Building with the default Python distribution included in OSX is also not supported; please try the version from Homebrew or Anaconda.
Using with Docker
On many systems it may be more convenient to try LightFM out in a Docker container. This repository provides a small Dockerfile sufficient to run LightFM and its examples. To run it:
Install Docker and start the docker deamon/virtual machine.

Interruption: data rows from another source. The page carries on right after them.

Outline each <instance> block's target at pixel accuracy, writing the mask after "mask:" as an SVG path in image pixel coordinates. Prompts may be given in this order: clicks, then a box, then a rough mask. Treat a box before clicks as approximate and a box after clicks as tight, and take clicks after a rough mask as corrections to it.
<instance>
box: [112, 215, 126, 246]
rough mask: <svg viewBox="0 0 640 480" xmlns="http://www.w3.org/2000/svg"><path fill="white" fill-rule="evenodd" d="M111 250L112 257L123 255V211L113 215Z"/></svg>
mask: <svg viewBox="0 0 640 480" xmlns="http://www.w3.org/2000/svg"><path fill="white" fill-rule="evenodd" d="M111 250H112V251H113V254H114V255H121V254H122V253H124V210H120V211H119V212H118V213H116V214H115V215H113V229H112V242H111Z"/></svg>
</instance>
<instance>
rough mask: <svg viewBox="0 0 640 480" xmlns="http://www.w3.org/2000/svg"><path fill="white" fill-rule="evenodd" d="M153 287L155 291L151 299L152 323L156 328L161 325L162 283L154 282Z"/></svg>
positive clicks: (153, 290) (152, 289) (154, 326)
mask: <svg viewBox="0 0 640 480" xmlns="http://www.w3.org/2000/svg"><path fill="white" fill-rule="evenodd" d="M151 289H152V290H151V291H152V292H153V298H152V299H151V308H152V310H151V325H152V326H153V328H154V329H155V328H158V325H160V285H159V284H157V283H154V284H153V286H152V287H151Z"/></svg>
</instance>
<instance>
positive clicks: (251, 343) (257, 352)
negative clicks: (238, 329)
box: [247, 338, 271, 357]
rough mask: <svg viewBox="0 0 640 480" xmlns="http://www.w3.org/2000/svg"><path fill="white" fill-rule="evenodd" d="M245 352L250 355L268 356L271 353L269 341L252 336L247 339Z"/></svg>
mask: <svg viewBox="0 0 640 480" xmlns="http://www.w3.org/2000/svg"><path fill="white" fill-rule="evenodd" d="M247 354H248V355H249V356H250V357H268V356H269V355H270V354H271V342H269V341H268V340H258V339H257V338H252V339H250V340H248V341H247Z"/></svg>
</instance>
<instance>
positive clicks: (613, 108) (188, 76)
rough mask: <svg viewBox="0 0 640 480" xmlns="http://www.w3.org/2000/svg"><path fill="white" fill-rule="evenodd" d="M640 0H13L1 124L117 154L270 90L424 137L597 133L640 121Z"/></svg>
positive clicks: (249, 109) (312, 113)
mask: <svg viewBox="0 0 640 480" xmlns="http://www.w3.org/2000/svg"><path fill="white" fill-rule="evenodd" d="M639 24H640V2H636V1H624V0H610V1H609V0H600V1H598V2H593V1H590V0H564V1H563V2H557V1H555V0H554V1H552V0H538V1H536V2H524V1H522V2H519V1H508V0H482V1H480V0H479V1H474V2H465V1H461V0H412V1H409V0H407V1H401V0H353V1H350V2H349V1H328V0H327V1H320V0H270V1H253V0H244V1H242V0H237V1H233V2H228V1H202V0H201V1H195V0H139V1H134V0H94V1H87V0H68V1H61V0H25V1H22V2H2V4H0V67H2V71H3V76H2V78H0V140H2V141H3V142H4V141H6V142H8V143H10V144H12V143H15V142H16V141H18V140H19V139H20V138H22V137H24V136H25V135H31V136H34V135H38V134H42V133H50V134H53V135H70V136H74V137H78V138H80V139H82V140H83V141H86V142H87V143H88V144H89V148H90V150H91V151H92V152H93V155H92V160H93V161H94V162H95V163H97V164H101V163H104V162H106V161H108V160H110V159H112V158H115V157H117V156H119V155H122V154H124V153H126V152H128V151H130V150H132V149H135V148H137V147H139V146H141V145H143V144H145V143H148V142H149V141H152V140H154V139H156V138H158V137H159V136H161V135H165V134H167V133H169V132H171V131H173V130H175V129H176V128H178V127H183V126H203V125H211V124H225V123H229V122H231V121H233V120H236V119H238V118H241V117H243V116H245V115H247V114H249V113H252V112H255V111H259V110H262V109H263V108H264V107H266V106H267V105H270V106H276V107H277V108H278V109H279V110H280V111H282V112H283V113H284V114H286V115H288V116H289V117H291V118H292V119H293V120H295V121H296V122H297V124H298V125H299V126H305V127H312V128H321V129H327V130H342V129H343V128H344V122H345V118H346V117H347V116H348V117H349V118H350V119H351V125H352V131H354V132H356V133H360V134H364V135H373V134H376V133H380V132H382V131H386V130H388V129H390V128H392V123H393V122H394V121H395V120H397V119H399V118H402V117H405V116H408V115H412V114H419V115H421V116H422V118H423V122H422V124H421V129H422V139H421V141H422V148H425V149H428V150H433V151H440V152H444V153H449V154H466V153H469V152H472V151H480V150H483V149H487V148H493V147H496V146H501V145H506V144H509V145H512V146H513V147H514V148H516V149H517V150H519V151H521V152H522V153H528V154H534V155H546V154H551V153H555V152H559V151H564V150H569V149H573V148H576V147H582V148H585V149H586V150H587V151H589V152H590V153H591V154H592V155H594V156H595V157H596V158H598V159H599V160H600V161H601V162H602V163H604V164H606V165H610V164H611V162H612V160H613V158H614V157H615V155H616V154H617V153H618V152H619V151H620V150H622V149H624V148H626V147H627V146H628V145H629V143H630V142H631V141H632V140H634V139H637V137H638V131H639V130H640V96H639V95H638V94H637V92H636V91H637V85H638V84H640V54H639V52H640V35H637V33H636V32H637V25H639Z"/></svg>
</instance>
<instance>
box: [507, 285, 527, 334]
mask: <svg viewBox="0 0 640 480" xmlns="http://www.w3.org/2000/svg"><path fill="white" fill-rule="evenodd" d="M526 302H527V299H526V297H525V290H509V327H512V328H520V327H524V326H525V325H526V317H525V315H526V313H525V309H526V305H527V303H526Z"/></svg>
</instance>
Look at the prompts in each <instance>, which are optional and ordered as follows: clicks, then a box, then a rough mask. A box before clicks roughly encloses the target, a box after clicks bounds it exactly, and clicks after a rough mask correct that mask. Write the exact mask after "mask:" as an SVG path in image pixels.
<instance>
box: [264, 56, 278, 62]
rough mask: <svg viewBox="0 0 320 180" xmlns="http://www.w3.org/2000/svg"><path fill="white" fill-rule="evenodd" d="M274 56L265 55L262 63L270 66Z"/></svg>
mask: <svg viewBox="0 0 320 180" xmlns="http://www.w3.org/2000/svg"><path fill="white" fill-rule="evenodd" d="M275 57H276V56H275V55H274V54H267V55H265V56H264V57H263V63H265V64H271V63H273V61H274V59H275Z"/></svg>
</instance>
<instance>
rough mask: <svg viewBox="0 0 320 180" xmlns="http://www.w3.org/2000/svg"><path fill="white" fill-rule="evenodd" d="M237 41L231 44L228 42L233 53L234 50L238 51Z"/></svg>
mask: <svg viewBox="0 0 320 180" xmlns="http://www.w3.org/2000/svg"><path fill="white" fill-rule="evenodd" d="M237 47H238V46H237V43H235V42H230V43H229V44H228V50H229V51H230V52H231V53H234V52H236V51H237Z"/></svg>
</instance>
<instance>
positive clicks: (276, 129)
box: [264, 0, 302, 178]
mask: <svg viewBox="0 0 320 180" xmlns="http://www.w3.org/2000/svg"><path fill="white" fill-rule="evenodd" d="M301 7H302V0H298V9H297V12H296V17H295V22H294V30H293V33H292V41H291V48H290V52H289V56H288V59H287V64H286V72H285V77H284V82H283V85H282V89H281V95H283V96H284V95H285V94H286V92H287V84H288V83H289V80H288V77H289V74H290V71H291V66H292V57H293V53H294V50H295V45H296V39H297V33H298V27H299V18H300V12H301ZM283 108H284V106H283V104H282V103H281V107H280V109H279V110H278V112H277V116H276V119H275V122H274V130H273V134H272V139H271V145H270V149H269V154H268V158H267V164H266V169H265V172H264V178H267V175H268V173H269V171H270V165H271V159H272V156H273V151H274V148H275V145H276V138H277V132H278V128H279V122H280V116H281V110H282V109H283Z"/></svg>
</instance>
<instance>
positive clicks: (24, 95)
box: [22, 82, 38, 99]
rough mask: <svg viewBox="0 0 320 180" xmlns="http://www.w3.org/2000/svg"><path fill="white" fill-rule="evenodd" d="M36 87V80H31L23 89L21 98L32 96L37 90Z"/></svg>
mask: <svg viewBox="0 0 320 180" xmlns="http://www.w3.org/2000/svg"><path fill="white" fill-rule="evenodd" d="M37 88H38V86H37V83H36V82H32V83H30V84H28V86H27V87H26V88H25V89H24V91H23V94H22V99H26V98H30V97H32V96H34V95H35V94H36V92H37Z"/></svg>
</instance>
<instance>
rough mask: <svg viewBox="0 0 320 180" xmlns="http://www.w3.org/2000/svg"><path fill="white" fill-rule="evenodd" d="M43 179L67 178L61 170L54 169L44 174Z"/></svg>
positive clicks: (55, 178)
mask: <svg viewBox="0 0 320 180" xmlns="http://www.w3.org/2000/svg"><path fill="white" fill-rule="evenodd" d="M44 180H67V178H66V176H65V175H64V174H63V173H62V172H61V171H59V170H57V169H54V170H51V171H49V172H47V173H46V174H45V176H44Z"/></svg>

Clone this repository and navigate to it:
git clone git@github.com:lyst/lightfm.git && cd lightfm
.Run
docker-compose build lightfm
to build the container.
The container should now be ready for use. You can then:
Run tests by running
docker-compose run lightfm py.test -x lightfm/tests/
Run the movielens example by running
docker-compose run --service-ports lightfm jupyter notebook lightfm/examples/movielens/example.ipynb --allow-root --ip="0.0.0.0" --port=8888 --no-browser
. The notebook will be accessible at port 8888 of your container’s IP address.
Usage
Model fitting is very straightforward using the main LightFM class.
Create a model instance with the desired latent dimensionality:
from lightfm import LightFM
model = LightFM(no_components=30)
Assuming train
is a (no_users, no_items) sparse matrix (with 1s denoting positive, and -1s negative interactions), you can fit a traditional matrix factorization model by calling:
model.fit(train, epochs=20)
This will train a traditional MF model, as no user or item features have been supplied.

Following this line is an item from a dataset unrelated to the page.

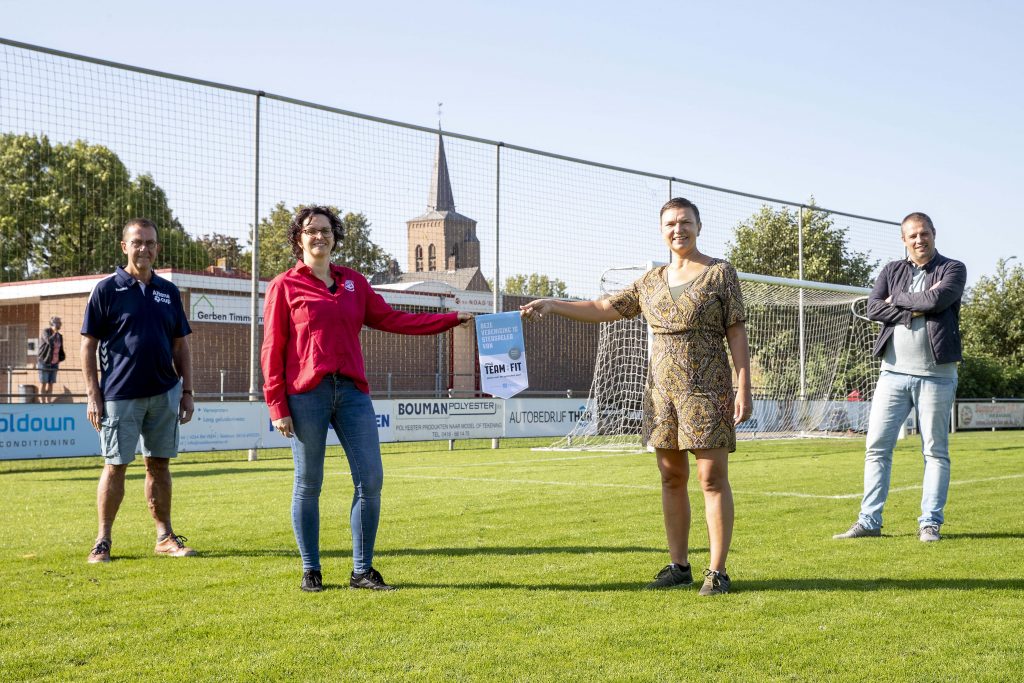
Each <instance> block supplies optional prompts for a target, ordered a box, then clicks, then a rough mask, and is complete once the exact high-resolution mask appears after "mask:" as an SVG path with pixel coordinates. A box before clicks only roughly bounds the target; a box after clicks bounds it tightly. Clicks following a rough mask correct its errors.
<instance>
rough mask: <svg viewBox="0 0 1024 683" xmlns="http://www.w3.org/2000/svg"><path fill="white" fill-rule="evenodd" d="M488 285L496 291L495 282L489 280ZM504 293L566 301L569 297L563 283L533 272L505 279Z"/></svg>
mask: <svg viewBox="0 0 1024 683" xmlns="http://www.w3.org/2000/svg"><path fill="white" fill-rule="evenodd" d="M487 285H489V286H490V289H492V290H494V287H495V284H494V282H493V281H490V280H488V281H487ZM502 292H503V293H504V294H512V295H515V296H536V297H555V298H557V299H564V298H566V297H567V296H568V292H567V291H566V290H565V283H564V282H563V281H561V280H558V279H557V278H549V276H548V275H542V274H541V273H539V272H531V273H530V274H528V275H523V274H517V275H509V276H508V278H506V279H505V287H504V288H503V290H502Z"/></svg>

To get predictions, call model.predict
:
predictions = model.predict(test_user_ids, test_item_ids)
User and item features can be incorporated into training by passing them into the fit
method. Assuming user_features
is a (no_users, no_user_features) sparse matrix (and similarly for item_features
), you can call:
model.fit(train,
user_features=user_features,
item_features=item_features,
epochs=20)
predictions = model.predict(test_user_ids,
test_item_ids,
user_features=user_features,
item_features=item_features)
to train the model and obtain predictions.
Both training and prediction can employ multiple cores for speed:
model.fit(train, epochs=20, num_threads=4)

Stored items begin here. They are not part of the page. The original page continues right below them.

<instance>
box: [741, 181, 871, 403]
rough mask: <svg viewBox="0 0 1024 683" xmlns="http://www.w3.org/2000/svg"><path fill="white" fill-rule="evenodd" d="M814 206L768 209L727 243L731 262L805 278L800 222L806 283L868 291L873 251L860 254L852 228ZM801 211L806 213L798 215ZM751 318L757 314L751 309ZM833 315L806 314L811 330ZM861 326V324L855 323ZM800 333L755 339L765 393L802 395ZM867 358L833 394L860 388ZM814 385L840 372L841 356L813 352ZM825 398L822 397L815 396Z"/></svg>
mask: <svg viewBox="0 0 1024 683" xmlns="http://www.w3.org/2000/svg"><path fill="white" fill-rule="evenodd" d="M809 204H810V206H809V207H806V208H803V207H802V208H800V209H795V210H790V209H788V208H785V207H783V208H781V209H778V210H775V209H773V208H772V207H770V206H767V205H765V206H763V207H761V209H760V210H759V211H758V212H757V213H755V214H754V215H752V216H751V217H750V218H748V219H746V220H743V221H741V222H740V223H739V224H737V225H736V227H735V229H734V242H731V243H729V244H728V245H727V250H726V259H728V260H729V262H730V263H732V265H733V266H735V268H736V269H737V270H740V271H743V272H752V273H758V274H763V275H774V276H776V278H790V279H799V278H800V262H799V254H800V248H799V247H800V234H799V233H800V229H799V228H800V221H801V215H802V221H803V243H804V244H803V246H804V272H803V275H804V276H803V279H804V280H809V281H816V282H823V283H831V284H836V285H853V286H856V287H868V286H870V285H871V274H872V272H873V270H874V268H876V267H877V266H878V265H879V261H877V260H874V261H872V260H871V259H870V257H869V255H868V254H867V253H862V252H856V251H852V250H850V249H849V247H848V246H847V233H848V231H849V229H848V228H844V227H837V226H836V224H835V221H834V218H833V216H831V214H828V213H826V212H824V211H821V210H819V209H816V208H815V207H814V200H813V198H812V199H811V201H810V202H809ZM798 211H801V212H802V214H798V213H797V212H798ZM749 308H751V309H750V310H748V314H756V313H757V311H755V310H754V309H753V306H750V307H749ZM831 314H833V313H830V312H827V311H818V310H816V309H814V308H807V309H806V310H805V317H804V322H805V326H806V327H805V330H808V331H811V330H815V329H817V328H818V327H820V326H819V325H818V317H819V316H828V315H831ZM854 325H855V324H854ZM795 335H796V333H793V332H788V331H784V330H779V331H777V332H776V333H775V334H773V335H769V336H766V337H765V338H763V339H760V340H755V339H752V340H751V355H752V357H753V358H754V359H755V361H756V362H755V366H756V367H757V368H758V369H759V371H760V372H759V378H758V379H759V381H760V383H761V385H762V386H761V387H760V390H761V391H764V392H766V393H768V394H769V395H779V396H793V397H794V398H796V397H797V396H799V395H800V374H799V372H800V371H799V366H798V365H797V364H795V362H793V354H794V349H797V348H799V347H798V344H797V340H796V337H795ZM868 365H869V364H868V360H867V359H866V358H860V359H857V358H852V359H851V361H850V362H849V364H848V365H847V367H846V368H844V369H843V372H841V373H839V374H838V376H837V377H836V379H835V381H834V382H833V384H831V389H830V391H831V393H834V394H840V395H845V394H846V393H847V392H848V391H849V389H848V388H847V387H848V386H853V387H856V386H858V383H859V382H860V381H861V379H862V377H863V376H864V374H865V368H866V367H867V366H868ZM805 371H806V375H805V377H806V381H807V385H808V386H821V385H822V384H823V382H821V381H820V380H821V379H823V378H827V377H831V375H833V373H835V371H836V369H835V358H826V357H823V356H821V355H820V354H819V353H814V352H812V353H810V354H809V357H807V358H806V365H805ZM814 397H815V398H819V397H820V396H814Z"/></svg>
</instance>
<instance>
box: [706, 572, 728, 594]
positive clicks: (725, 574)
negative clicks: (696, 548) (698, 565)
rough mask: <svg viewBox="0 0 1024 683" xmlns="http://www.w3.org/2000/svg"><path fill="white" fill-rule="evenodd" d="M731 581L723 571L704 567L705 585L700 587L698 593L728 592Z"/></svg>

predictions = model.predict(test_user_ids, test_item_ids, num_threads=4)
This implementation uses asynchronous stochastic gradient descent [6] for training. This can lead to lower accuracy when the interaction matrix (or the feature matrices) are very dense and a large number of threads is used. In practice, however, training on a sparse dataset with 20 threads does not lead to a measurable loss of accuracy.
In an implicit feedback setting, the BPR, WARP, or k-OS WARP loss functions can be used. If train
is a sparse matrix with positive entries representing positive interactions, the model can be trained as follows:
model = LightFM(no_components=30, loss='warp')
model.fit(train, epochs=20)
Examples
Check the examples
directory for more examples.
The Movielens example shows how to use LightFM on the Movielens dataset, both with and without using movie metadata. Another example compares the performance of the adagrad and adadelta learning schedules.
The Kaggle coupon purchase prediction example applies LightFM to predicting coupon purchases.
Articles and tutorials on using LightFM
How to cite
Please cite LightFM if it helps your research. You can use the following BibTeX entry.:
@inproceedings{DBLP:conf/recsys/Kula15,
author = {Maciej Kula},
editor = {Toine Bogers and
Marijn Koolen},
title = {Metadata Embeddings for User and Item Cold-start Recommendations},
booktitle = {Proceedings of the 2nd Workshop on New Trends on Content-Based Recommender
Systems co-located with 9th {ACM} Conference on Recommender Systems
(RecSys 2015), Vienna, Austria, September 16-20, 2015.},
series = {{CEUR} Workshop Proceedings},
volume = {1448},
pages = {14--21},
publisher = {CEUR-WS.org},
year = {2015},
url = {http://ceur-ws.org/Vol-1448/paper4.pdf},
}
Development
Pull requests are welcome. To install for development:
Clone the repository:
git clone git@github.com:lyst/lightfm.git
Install it for development using pip:
cd lightfm && pip install -e .
You can run tests by running
python setup.py test
.
When making changes to the .pyx
extension files, you’ll need to run python setup.py cythonize
in order to produce the extension .c
files before running pip install -e .
.